I am beginning this column with a comment by a reader of British newspaper ‘The Guardian’ relative to the current nuclear crisis in the Korean peninsula (the international media abounds in such reader comments and expert positions these days): ‘Could North Korea really be that stupid? To attack the country with the vastly superior weaponry and capacity would be suicidal, as well as launching a war that would inevitably spread its evil further. /…/’This is the legitimate question regarding the incomprehensible steps taken by the leaders of the Korean communist country recently. Having successfully tested a nuclear device as well as an intercontinental vehicle a few months ago, the elite in Phyongyang has launched itself into a series of threats to the South Korean neighbour and the USA. Last week, it denounced the 1953 truce that ended the Korean fratricide war and drew an ideological division line across the nation and the peninsula, and made an open threat to nuclearly hit the US territory.

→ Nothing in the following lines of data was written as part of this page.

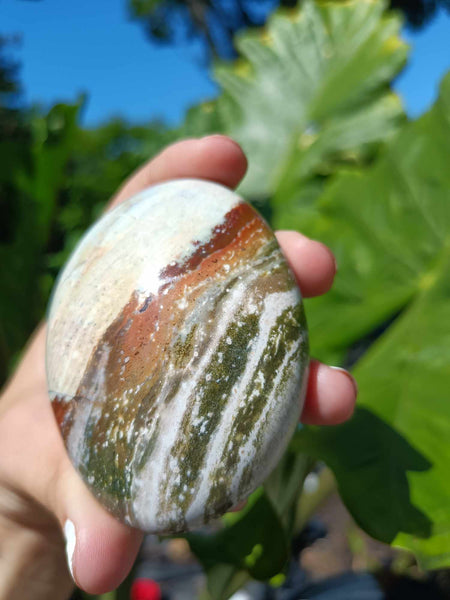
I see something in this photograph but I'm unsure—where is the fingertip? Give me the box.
[72,515,143,594]
[109,134,247,208]
[276,231,337,298]
[301,360,358,425]
[199,133,248,188]
[59,469,143,594]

That was made explicit in a photograph published Saturday morning by the official North Korean news agency, showing the supreme communist leader – the grandson of the state founder, now in his 20s, talk to army heads near a visible and decipherable map with US strategic targets. The photo clearly shows – as one of the articles discussing the matter says – North Korean missile trajectories ending in Hawaii, Washington DC, Los Angeles and probably Austin – Texas. The publication of the photo was a result of the participation in the US-s Korean military exercises of American aircraft carrying B-52 nuclear vectors. The US responded to the publication of the photograph by sending two B-2 invisible aircraft capable of nuclearly hitting a total of 16 independent enemy targets in one mission, to over-fly the peninsula.

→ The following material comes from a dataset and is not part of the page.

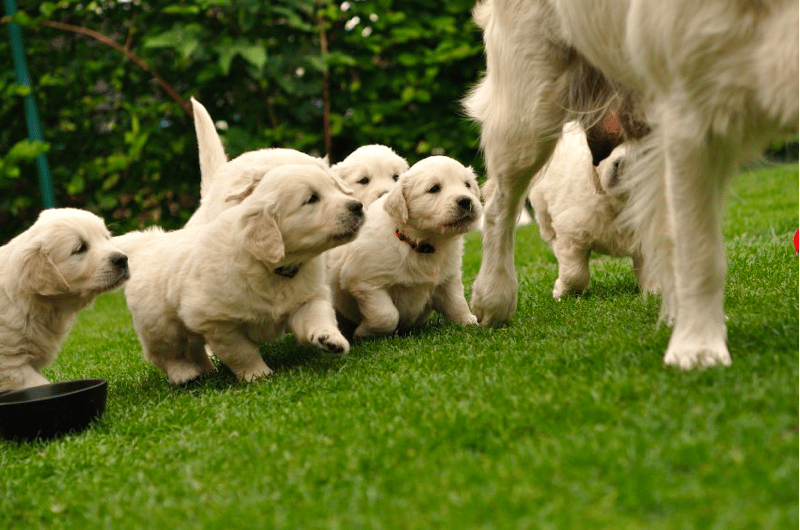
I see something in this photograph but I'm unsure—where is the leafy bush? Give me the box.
[0,0,484,240]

The Korean crisis peaked on Saturday, with Phyongyang announcing a state of war with Seoul and its allies, leading to an instantaneous question in the international media: is a nuclear war really possible? Ranging from evaluations revealing that the start of hostilities could be just hours away to positions based on the logic of the above comment, the scale of probability of a nuclear war is wide. It starts from two assumptions: such a war is probable, the communist leadership being pushed beyond its conservation instinct and the communist leadership is not suicidal. For the first time the assumption also proposes positions taken by high officials representing global actors. For example, Russia’s Foreign Minister S. Lavrov warned the situation could slip ‘toward the spiral of a vicious circle’. EU decision-makers have sent out similar messages. China, who, at the beginning of this month, backed a resolution introducing international sanctions against its ally over recent missile-nuclear tests, shows the same concern. One can notice they are all insisting on that the situation can easily get out of hand, which also entails the likelihood that the entire development of events might be nothing but a North Korean bluff.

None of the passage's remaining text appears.